For a time I am hungry for retribution, relying on the rudimentary and reptilian portions of the brain that cause us to be reactive rather than proactive.  Fighting the viral sinews causes physical and emotional exhaustion.  I am spent: a teary, snotty mess, curled in a ball on the floor.

In this moment, I am incredibly vulnerable.  I am glad no one sees me this way.  I am at home.  This, generally speaking, does not happen in public.

It did, once.

When my father was in hospice care, the heartbeat rhythm of the sacred drum as my father-in-law and husband played and sang a mourning song elicited such a response in my parents' home.  The same came out in the public sphere of our church when that song was played at my father's memorial service.  That may be the only time I have shown complete vulnerability in public.

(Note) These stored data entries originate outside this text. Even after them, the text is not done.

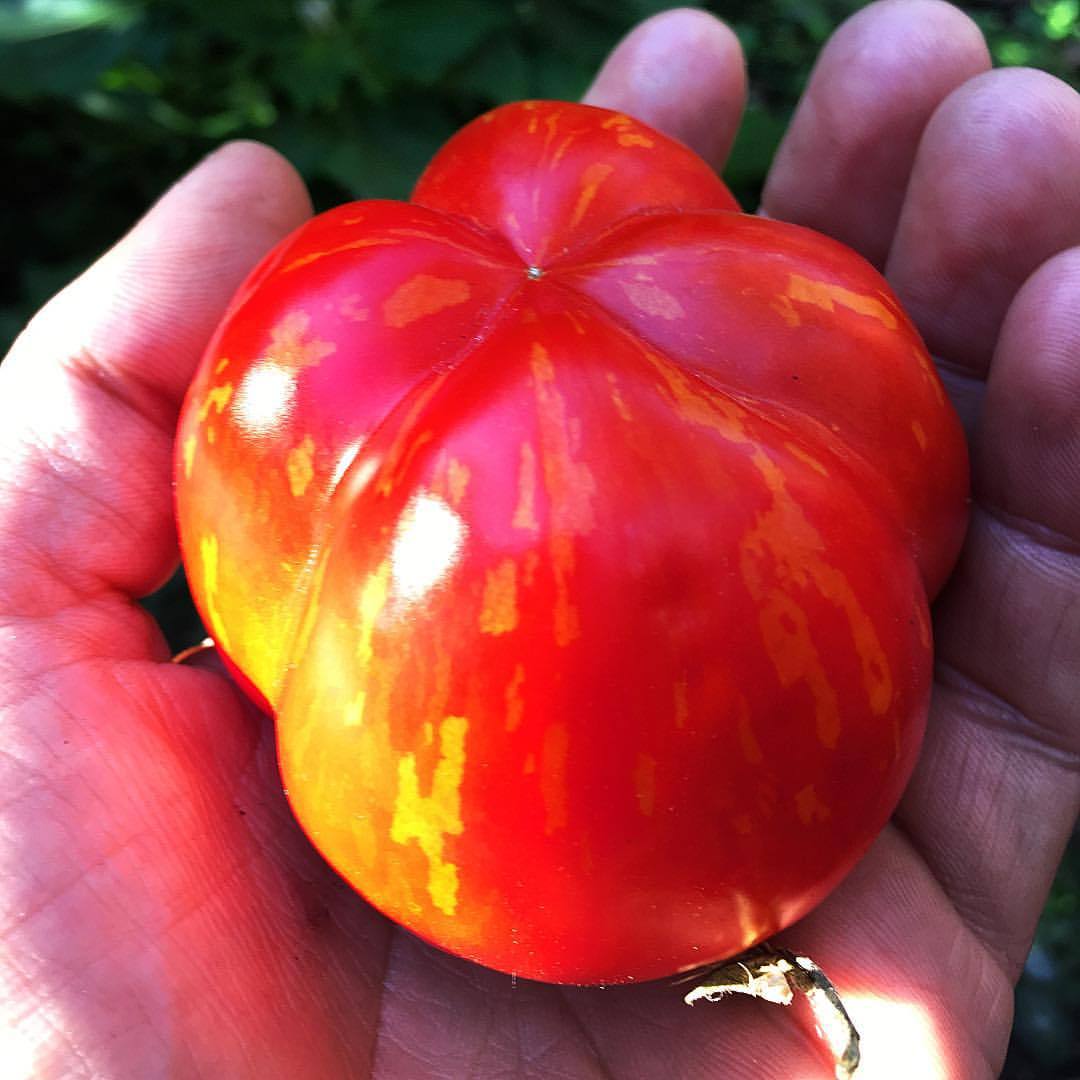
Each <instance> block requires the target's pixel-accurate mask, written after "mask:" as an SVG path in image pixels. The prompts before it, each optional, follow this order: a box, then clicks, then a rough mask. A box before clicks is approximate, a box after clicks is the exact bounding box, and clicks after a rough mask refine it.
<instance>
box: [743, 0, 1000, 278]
mask: <svg viewBox="0 0 1080 1080" xmlns="http://www.w3.org/2000/svg"><path fill="white" fill-rule="evenodd" d="M989 66H990V59H989V55H988V53H987V50H986V42H985V41H984V40H983V36H982V33H981V32H980V30H978V28H977V27H976V26H975V24H974V23H973V22H972V21H971V19H970V18H969V17H968V16H967V15H964V14H963V13H961V12H960V11H959V10H957V9H956V8H954V6H951V4H947V3H944V2H942V0H882V2H879V3H874V4H870V5H869V6H868V8H865V9H863V10H862V11H860V12H859V13H858V14H855V15H853V16H852V17H851V18H849V19H848V21H847V22H846V23H845V24H843V25H842V26H841V27H840V28H839V29H838V30H837V31H836V33H835V35H834V36H833V38H832V39H831V40H829V42H828V44H827V45H826V46H825V49H824V51H823V52H822V54H821V57H820V58H819V60H818V64H816V66H815V67H814V69H813V72H812V75H811V77H810V82H809V85H808V86H807V90H806V93H805V94H804V95H802V99H801V102H800V103H799V106H798V109H797V110H796V112H795V117H794V119H793V120H792V124H791V127H789V130H788V132H787V135H786V136H785V137H784V140H783V143H782V144H781V146H780V149H779V150H778V152H777V158H775V161H774V162H773V165H772V170H771V172H770V174H769V179H768V183H767V184H766V188H765V193H764V195H762V201H761V205H762V208H764V210H765V212H766V213H767V214H769V215H770V216H771V217H779V218H782V219H784V220H787V221H794V222H796V224H797V225H806V226H809V227H810V228H812V229H818V230H819V231H820V232H825V233H828V234H829V235H832V237H836V239H837V240H841V241H843V242H845V243H846V244H849V245H850V246H852V247H854V248H855V249H856V251H858V252H860V253H861V254H862V255H864V256H865V257H866V258H868V259H869V260H870V261H872V262H874V264H875V265H876V266H878V267H880V266H882V265H883V262H885V259H886V256H887V254H888V252H889V244H890V242H891V240H892V234H893V231H894V230H895V227H896V220H897V218H899V217H900V208H901V204H902V203H903V199H904V190H905V188H906V187H907V178H908V176H909V175H910V172H912V163H913V162H914V161H915V154H916V149H917V147H918V145H919V138H920V136H921V135H922V131H923V129H924V127H926V125H927V122H928V121H929V120H930V117H931V114H932V113H933V111H934V109H935V108H936V107H937V106H939V104H940V103H941V102H942V100H943V99H944V98H945V97H946V96H947V95H948V94H949V93H950V92H951V91H953V90H955V89H956V87H957V86H959V85H960V84H961V83H963V82H964V81H966V80H968V79H970V78H971V77H972V76H974V75H977V73H978V72H981V71H985V70H986V69H987V68H988V67H989Z"/></svg>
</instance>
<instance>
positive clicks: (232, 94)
mask: <svg viewBox="0 0 1080 1080" xmlns="http://www.w3.org/2000/svg"><path fill="white" fill-rule="evenodd" d="M667 6H671V4H670V3H666V2H657V0H622V2H610V0H515V2H507V0H218V2H206V0H157V2H153V3H149V2H145V0H143V2H140V0H22V2H19V0H0V124H2V127H3V131H4V136H5V137H4V145H5V159H6V161H8V166H6V168H5V170H4V173H3V179H2V180H0V183H2V185H3V189H2V192H0V193H2V198H3V205H4V206H6V207H9V213H8V214H6V215H5V216H4V218H3V219H2V220H3V228H4V232H3V234H2V235H0V241H2V242H3V243H4V249H5V251H6V252H8V253H9V255H8V258H5V259H4V260H3V264H2V266H0V351H4V350H5V348H6V343H8V342H9V341H10V340H11V339H12V338H13V337H14V335H15V333H16V332H17V330H18V328H19V327H21V326H22V325H23V323H24V322H25V321H26V319H27V318H28V316H29V314H30V313H31V312H32V311H33V310H35V308H37V307H38V306H39V305H40V303H41V302H42V301H43V300H44V299H45V298H46V297H48V296H49V295H50V294H52V293H53V292H55V291H56V288H58V287H59V286H60V285H62V284H64V282H66V281H67V280H69V279H70V278H71V276H73V275H75V274H76V273H77V272H78V271H79V270H80V269H81V268H82V267H83V266H85V265H86V264H87V262H89V261H90V260H91V259H92V258H94V257H95V256H96V255H97V254H98V253H99V252H100V251H102V249H103V248H105V247H106V246H107V245H108V244H109V243H111V242H112V241H113V240H114V239H116V238H117V237H118V235H119V234H120V233H121V232H122V231H123V230H124V229H125V228H126V227H127V226H129V225H130V224H131V222H132V221H133V220H134V219H135V217H136V216H137V215H138V214H139V213H140V212H141V211H143V210H144V208H145V207H146V206H147V205H148V204H149V203H150V202H151V201H152V200H153V198H156V197H157V194H159V193H160V191H161V190H162V189H163V188H164V187H165V186H166V185H167V184H168V183H170V181H171V180H172V179H173V178H174V177H176V176H177V175H178V174H179V173H181V172H183V171H184V170H185V168H186V167H188V166H189V165H190V164H192V163H193V162H194V161H195V160H198V159H199V158H200V157H201V156H202V154H204V153H205V152H207V151H208V150H211V149H212V148H213V147H214V146H215V145H217V144H218V143H219V141H221V140H222V139H227V138H237V137H254V138H259V139H262V140H265V141H268V143H270V144H271V145H273V146H275V147H276V148H278V149H280V150H281V151H282V152H283V153H284V154H285V156H286V157H288V158H289V159H291V160H292V161H293V162H294V163H295V164H296V165H297V167H298V168H299V170H300V172H301V173H302V174H303V176H305V178H306V179H307V180H308V183H309V185H310V187H311V189H312V192H313V197H314V199H315V202H316V205H318V206H320V207H325V206H328V205H332V204H334V203H337V202H341V201H345V200H347V199H349V198H357V197H373V195H386V197H401V195H404V194H406V192H407V191H408V189H409V186H410V185H411V183H413V180H414V179H415V177H416V176H417V174H418V173H419V172H420V170H421V168H422V167H423V164H424V162H426V161H427V160H428V158H429V157H430V154H431V153H432V152H433V150H434V149H435V148H436V147H437V146H438V144H440V143H441V141H443V139H445V138H446V137H447V136H448V135H449V134H450V133H451V132H453V131H454V130H455V129H457V127H458V126H460V125H461V124H462V123H463V122H464V121H467V120H469V119H470V118H472V117H474V116H475V114H477V113H478V112H481V111H483V110H485V109H487V108H489V107H490V106H492V105H496V104H499V103H501V102H507V100H513V99H518V98H523V97H548V98H575V97H578V96H579V95H580V94H581V92H582V91H583V90H584V89H585V86H586V85H588V84H589V81H590V79H591V78H592V75H593V73H594V71H595V70H596V68H597V66H598V65H599V63H600V62H602V59H603V57H604V55H605V54H606V53H607V52H608V51H609V50H610V48H611V46H612V45H613V44H615V42H616V41H617V40H618V39H619V37H620V36H621V35H622V33H623V32H625V31H626V30H627V29H629V28H630V27H631V26H632V25H633V24H634V23H636V22H637V21H639V19H640V18H643V17H646V16H648V15H650V14H653V13H656V12H657V11H660V10H663V9H664V8H667ZM704 6H707V8H710V9H711V10H714V11H716V12H717V13H718V14H721V15H723V16H724V17H725V18H726V19H727V21H728V22H729V23H730V24H731V25H732V26H733V27H734V29H735V30H737V32H738V33H739V37H740V39H741V41H742V43H743V45H744V48H745V50H746V53H747V57H748V62H750V70H751V77H752V96H751V103H750V107H748V110H747V113H746V120H745V124H744V129H743V132H742V133H741V135H740V138H739V140H738V144H737V146H735V150H734V153H733V156H732V159H731V161H730V163H729V165H728V168H727V173H726V175H727V178H728V180H729V183H730V184H731V186H732V187H733V189H734V190H735V192H737V194H738V195H739V197H740V199H741V200H742V201H743V203H744V205H750V206H752V205H754V204H755V202H756V200H757V197H758V193H759V191H760V187H761V184H762V180H764V177H765V173H766V170H767V167H768V164H769V161H770V160H771V158H772V153H773V151H774V149H775V146H777V144H778V141H779V139H780V136H781V134H782V132H783V130H784V126H785V124H786V121H787V118H788V116H789V113H791V110H792V108H793V107H794V104H795V102H796V99H797V96H798V94H799V92H800V90H801V89H802V86H804V85H805V83H806V79H807V76H808V73H809V69H810V66H811V64H812V62H813V58H814V56H815V54H816V52H818V50H819V49H820V46H821V44H822V43H823V42H824V40H825V39H826V38H827V36H828V35H829V32H831V31H832V30H833V29H834V28H835V27H836V25H837V24H838V23H839V22H841V21H842V19H843V18H845V17H846V16H848V15H849V14H851V13H852V12H854V11H856V10H858V9H860V8H862V6H864V3H863V2H862V0H761V2H758V0H729V2H724V3H718V2H714V3H708V4H706V5H704ZM966 10H967V11H968V12H969V13H970V14H972V15H973V16H974V17H975V19H976V21H977V22H978V24H980V25H981V27H982V28H983V30H984V32H985V33H986V36H987V39H988V40H989V42H990V46H991V51H993V54H994V57H995V59H996V62H997V63H998V64H1002V65H1005V64H1028V65H1034V66H1037V67H1041V68H1044V69H1047V70H1049V71H1052V72H1054V73H1055V75H1058V76H1061V77H1063V78H1066V79H1069V80H1072V81H1075V79H1076V72H1077V68H1078V65H1080V0H1028V2H1010V0H999V2H983V3H972V4H967V5H966ZM152 607H153V609H154V611H156V613H157V615H158V616H159V618H160V619H161V620H162V622H163V623H164V624H165V626H166V630H167V631H168V632H170V634H171V636H172V639H173V644H174V646H175V647H177V648H178V647H179V646H180V645H186V644H190V643H191V640H192V639H194V638H195V637H197V636H198V635H199V633H200V631H199V627H198V622H197V620H194V618H193V615H192V612H191V609H190V604H189V602H187V599H186V590H185V588H184V582H183V578H180V577H177V579H175V580H174V582H173V583H172V584H171V585H170V586H168V588H167V589H166V590H165V591H163V592H162V593H161V594H159V595H158V596H157V597H156V598H154V600H153V602H152ZM1078 851H1080V845H1078V843H1074V846H1072V847H1071V848H1070V851H1069V854H1068V856H1067V861H1066V864H1065V867H1064V869H1063V872H1062V875H1061V876H1059V878H1058V881H1057V885H1056V886H1055V892H1054V896H1053V899H1052V902H1051V905H1050V907H1049V908H1048V912H1047V915H1045V916H1044V919H1043V922H1042V924H1041V926H1040V931H1039V939H1038V943H1037V948H1036V949H1035V950H1034V953H1032V957H1031V961H1030V962H1029V966H1028V972H1027V974H1026V976H1025V980H1024V982H1023V983H1022V987H1021V994H1020V998H1018V1005H1017V1023H1016V1032H1015V1038H1014V1043H1013V1048H1012V1053H1011V1055H1010V1061H1009V1066H1008V1069H1007V1074H1005V1075H1007V1076H1008V1077H1011V1078H1013V1080H1022V1078H1027V1077H1039V1078H1043V1080H1049V1078H1052V1077H1070V1076H1071V1077H1075V1076H1077V1075H1080V1048H1078V1045H1077V1043H1076V1041H1075V1036H1074V1035H1072V1028H1071V1027H1070V1025H1069V1018H1070V1017H1075V1016H1076V1015H1078V1014H1080V991H1078V990H1077V989H1076V987H1078V986H1080V978H1078V975H1080V947H1078V946H1077V944H1076V943H1075V937H1076V934H1075V931H1074V930H1072V929H1071V928H1072V927H1074V926H1075V923H1076V918H1077V910H1076V908H1077V903H1078V901H1077V897H1078V895H1080V854H1078Z"/></svg>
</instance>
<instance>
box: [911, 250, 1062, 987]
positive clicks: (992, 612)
mask: <svg viewBox="0 0 1080 1080" xmlns="http://www.w3.org/2000/svg"><path fill="white" fill-rule="evenodd" d="M1078 295H1080V248H1074V249H1071V251H1069V252H1067V253H1064V254H1062V255H1058V256H1057V257H1056V258H1054V259H1052V260H1051V261H1049V262H1048V264H1047V265H1045V266H1043V267H1042V268H1040V269H1039V270H1038V271H1037V272H1036V273H1035V274H1034V275H1032V278H1031V279H1030V280H1029V281H1028V282H1027V283H1026V284H1025V285H1024V286H1023V288H1022V289H1021V292H1020V294H1018V295H1017V297H1016V300H1015V302H1014V303H1013V306H1012V308H1011V309H1010V311H1009V314H1008V316H1007V319H1005V322H1004V326H1003V328H1002V336H1001V341H1000V343H999V347H998V350H997V352H996V354H995V359H994V364H993V367H991V369H990V377H989V383H988V387H987V391H986V397H985V403H984V411H983V416H982V420H981V424H980V430H978V434H977V437H976V441H975V444H974V453H973V461H972V463H973V481H974V486H975V492H976V496H977V499H978V505H977V507H976V510H975V514H974V517H973V522H972V527H971V531H970V535H969V541H968V546H967V550H966V553H964V556H963V558H962V559H961V563H960V566H959V568H958V571H957V573H956V576H955V578H954V581H953V584H951V585H950V588H949V590H948V591H947V593H946V594H945V597H944V599H943V603H942V605H941V606H940V609H939V618H937V632H939V646H937V647H939V657H940V681H941V687H940V692H939V693H937V698H936V702H935V707H934V712H933V715H932V718H931V724H930V727H929V730H928V735H927V743H926V746H924V751H923V755H922V759H921V761H920V765H919V767H918V770H917V771H916V775H915V779H914V781H913V784H912V786H910V788H909V793H908V796H907V798H906V799H905V804H904V807H903V808H902V815H903V818H904V820H905V823H906V825H907V827H908V831H909V833H910V834H912V835H913V837H916V838H918V839H919V840H920V841H921V842H922V846H923V848H924V853H926V856H927V858H928V861H929V862H930V864H931V866H932V868H933V869H934V872H935V874H936V875H937V877H939V879H940V880H942V881H943V883H944V885H945V886H946V888H947V889H948V890H949V891H950V893H951V895H953V896H954V899H955V900H956V901H957V904H958V906H959V907H960V909H961V912H962V914H964V916H966V917H967V918H968V920H969V922H970V923H972V924H973V926H974V927H975V928H976V929H978V930H980V932H981V933H982V935H983V936H984V939H985V940H986V941H987V943H988V944H989V945H990V946H991V947H993V948H994V949H995V951H996V954H997V955H998V956H999V957H1000V958H1001V960H1002V963H1003V966H1004V967H1005V968H1007V970H1009V971H1010V972H1011V973H1012V974H1013V975H1016V974H1018V972H1020V969H1021V967H1022V964H1023V961H1024V957H1025V955H1026V953H1027V948H1028V945H1029V942H1030V939H1031V934H1032V932H1034V929H1035V923H1036V920H1037V919H1038V916H1039V912H1040V909H1041V907H1042V903H1043V901H1044V899H1045V894H1047V891H1048V889H1049V887H1050V882H1051V879H1052V877H1053V874H1054V870H1055V867H1056V865H1057V862H1058V860H1059V858H1061V853H1062V850H1063V848H1064V846H1065V843H1066V841H1067V839H1068V836H1069V833H1070V831H1071V828H1072V824H1074V822H1075V821H1076V815H1077V811H1078V809H1080V778H1078V770H1077V764H1078V758H1080V721H1078V716H1080V712H1078V704H1080V669H1078V665H1077V657H1078V656H1080V504H1078V502H1077V499H1076V491H1077V490H1078V488H1080V366H1078V365H1077V363H1076V357H1077V356H1078V355H1080V312H1078V309H1077V305H1076V297H1077V296H1078ZM958 793H962V797H961V798H958V797H957V796H958Z"/></svg>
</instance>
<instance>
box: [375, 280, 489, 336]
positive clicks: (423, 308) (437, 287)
mask: <svg viewBox="0 0 1080 1080" xmlns="http://www.w3.org/2000/svg"><path fill="white" fill-rule="evenodd" d="M469 296H470V292H469V283H468V282H465V281H460V280H454V279H449V278H434V276H432V275H431V274H426V273H421V274H417V275H416V276H415V278H409V280H408V281H406V282H404V283H403V284H402V285H400V286H399V287H397V289H396V291H395V292H394V293H393V294H391V296H390V297H389V298H388V299H387V300H386V301H384V302H383V305H382V318H383V320H384V321H386V323H387V325H388V326H393V327H394V328H395V329H397V328H401V327H402V326H407V325H408V324H409V323H411V322H414V321H416V320H417V319H423V318H424V315H433V314H435V313H436V312H440V311H444V310H445V309H446V308H453V307H456V306H457V305H459V303H464V302H465V300H468V299H469Z"/></svg>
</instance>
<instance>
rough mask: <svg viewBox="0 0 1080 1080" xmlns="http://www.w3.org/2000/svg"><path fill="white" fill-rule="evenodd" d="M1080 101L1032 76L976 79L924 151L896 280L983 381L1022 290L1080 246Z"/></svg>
mask: <svg viewBox="0 0 1080 1080" xmlns="http://www.w3.org/2000/svg"><path fill="white" fill-rule="evenodd" d="M1078 171H1080V94H1078V93H1077V92H1076V91H1075V90H1074V89H1072V87H1070V86H1069V85H1068V84H1067V83H1065V82H1063V81H1062V80H1059V79H1056V78H1054V77H1053V76H1051V75H1048V73H1047V72H1044V71H1038V70H1035V69H1030V68H999V69H995V70H991V71H986V72H984V73H981V75H978V76H976V77H975V78H972V79H970V80H968V81H967V82H966V83H964V84H963V85H961V86H959V87H958V89H957V90H955V91H954V92H953V93H951V94H950V95H949V96H948V97H947V98H946V99H945V100H944V102H943V103H942V104H941V106H940V107H939V108H937V110H936V111H935V112H934V114H933V118H932V119H931V121H930V123H929V124H928V125H927V130H926V132H924V134H923V136H922V139H921V141H920V144H919V150H918V156H917V158H916V161H915V166H914V168H913V172H912V178H910V183H909V185H908V189H907V191H906V193H905V199H904V206H903V211H902V214H901V216H900V221H899V226H897V230H896V237H895V240H894V242H893V246H892V249H891V252H890V255H889V262H888V275H889V278H890V280H891V282H892V284H893V287H894V288H895V289H896V292H897V294H899V295H900V297H901V299H902V300H903V301H904V302H905V305H906V307H907V309H908V311H909V313H910V314H912V315H913V318H914V319H915V321H916V323H917V324H918V325H919V328H920V329H921V330H922V333H923V336H924V337H926V339H927V343H928V346H929V347H930V348H931V350H932V351H934V352H935V354H937V355H940V356H943V357H945V359H947V360H949V361H951V362H954V363H956V364H958V365H961V366H963V367H966V368H968V369H970V370H972V372H973V373H974V374H977V375H983V374H985V370H986V367H987V364H988V362H989V357H990V355H991V354H993V351H994V348H995V342H996V340H997V336H998V334H999V332H1000V329H1001V325H1002V320H1003V318H1004V315H1005V312H1007V310H1008V309H1009V306H1010V305H1011V303H1012V301H1013V298H1014V297H1015V295H1016V293H1017V291H1018V289H1020V287H1021V286H1022V285H1023V283H1024V282H1025V281H1026V279H1028V278H1029V276H1030V275H1031V274H1032V273H1034V272H1035V271H1036V270H1037V269H1038V268H1039V267H1040V266H1041V265H1042V264H1043V262H1045V261H1047V260H1048V259H1049V258H1051V257H1052V256H1054V255H1055V254H1056V253H1057V252H1059V251H1064V249H1066V248H1068V247H1071V246H1074V245H1077V244H1080V188H1078V186H1077V184H1076V176H1077V174H1078Z"/></svg>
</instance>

I consider this, the revelation of the bare nakedness of the soul, a gift for those who were there with me.  It is a deep honor to be in the presence of total vulnerability.  It means that the people and the place are perceived as safe enough for the armor to come off.  In such spaces, where the soft underbelly of human experience is welcomed and encouraged, the zombie virus loses its power.

This can be the gift of the church, if we will only let it.  If we make ourselves aware of the spiritual, psychological and physical needs that those who are grieving, then we will be better equipped to be perceived as the light and love of Christ in the world.  If we will not be afraid of the dark night of the soul: the deep, agonizing pain of grief, then we will aid in spiritual healing.

My prayer today is that perfect love will cast out our fear so that healing might be felt within the walls of the church.  May this come to pass quickly, in Jesus' name.  Amen.